Un autre farouche adversaire de Laurent Gbagbo n’est autre que Blaise Compaoré, inamovible président du Burkina Faso —il vient de se faire réélire avec 80 % des suffrages—, «grand démocrate» arrivé au pouvoir en 1987 à la suite de l’assassinat de «son ami» Thomas Sankara. Autre écueil, les Ivoiriens se rappellent du bilan plus que mitigé de l’Ecomog (Economic Community of West African States Cease-fire Monitoring Group). Arrivées à Monrovia en 1990, les troupes de l’Ecomog devaient rétablir la paix dans ce pays ravagé par la guerre civile, mais les soldats nigérians ont aussi fait preuve d’une grande brutalité à l’égard des populations locales: ils se sont fréquemment livrés à divers trafics avec les belligérants, et semblaient guère pressés de mettre un terme à ce conflit devenu un «business si lucratif».
Jonathan Goodluck pourrait être tenté d’envoyer des troupes en Côte d’Ivoire pour contenter ses partenaires occidentaux et faire plaisir à ses militaires en quête de «bonnes affaires». Mais rien n’exclut que Laurent Gbagbo fasse alors appel à son allié angolais, un pays qui dispose d’une des meilleures armées du continent —elle a fait la preuve de son efficacité et de son âpreté au gain, notamment en République démocratique du Congo. Des mercenaires libérians pourraient aussi voler au secours de Gbagbo pour s’enrichir.
Gbagbo l'invincible
En outre, la Chine et la Russie ont montré dans un passé récent qu’elles étaient moins hostiles au régime Gbagbo que les puissances occidentales, et les matières premières ivoiriennes pourraient les inciter à lui maintenir la tête hors de l’eau. Ses adversaires espèrent l’asphyxier économiquement, et la Banque mondiale et la BCEAO (Banque centrale des Etats d’Afrique de l’Ouest) l’ont privé d’accès aux fonds qu’elles détiennent. Ainsi, il pourrait avoir du mal à payer les soldes des militaires. «Personne ne va accepter de se battre le ventre vide», témoigne Antoine, un fonctionnaire abidjanais, persuadé que le manque d’argent pourrait s'avérer fatal au régime. Mais dans un pays aussi prospère, il paraît peu probable que Gbagbo n’ait pas d’autres ressources financières.
Afin d’inciter le «boulanger d’Abidjan» à faire ses valises, le Nigeria a proposé de lui offrir l’asile et l’immunité.
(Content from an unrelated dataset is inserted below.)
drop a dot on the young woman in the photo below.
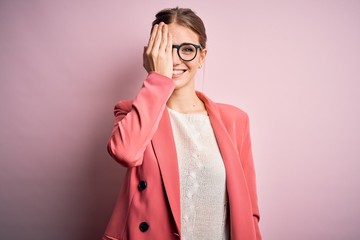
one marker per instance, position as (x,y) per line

A écouter les dirigeants nigérians, les risques de se voir traduit devant la Cour internationale de justice s’éloigneraient d’un coup de baguette magique. Sauf que les mêmes promesses avaient été faites à Charles Taylor, le président du Libéria, pour le persuader d’abandonner son palais de Monrovia.
L’ex-seigneur de la guerre avait accepté de quitter le pouvoir en 2003 et de couler des jours heureux à Calabar, ville côtière du Sud du Nigeria, mais son doux exil a été de courte durée. Charles Taylor est désormais traduit devant la Cour pénale internationale de La Haye. Nul doute que le rusé Gbagbo a pris bonne note du destin contrarié de son turbulent voisin. «Gbagbo n’est pas homme à renoncer», explique un diplomate occidental en poste à Abidjan. «Il va se battre jusqu’au bout. Tenter de garder coûte que coûte son trône. Son rêve: mourir au pouvoir. Même s’il doit mettre la Côte d’Ivoire à feu et à sang pour y parvenir».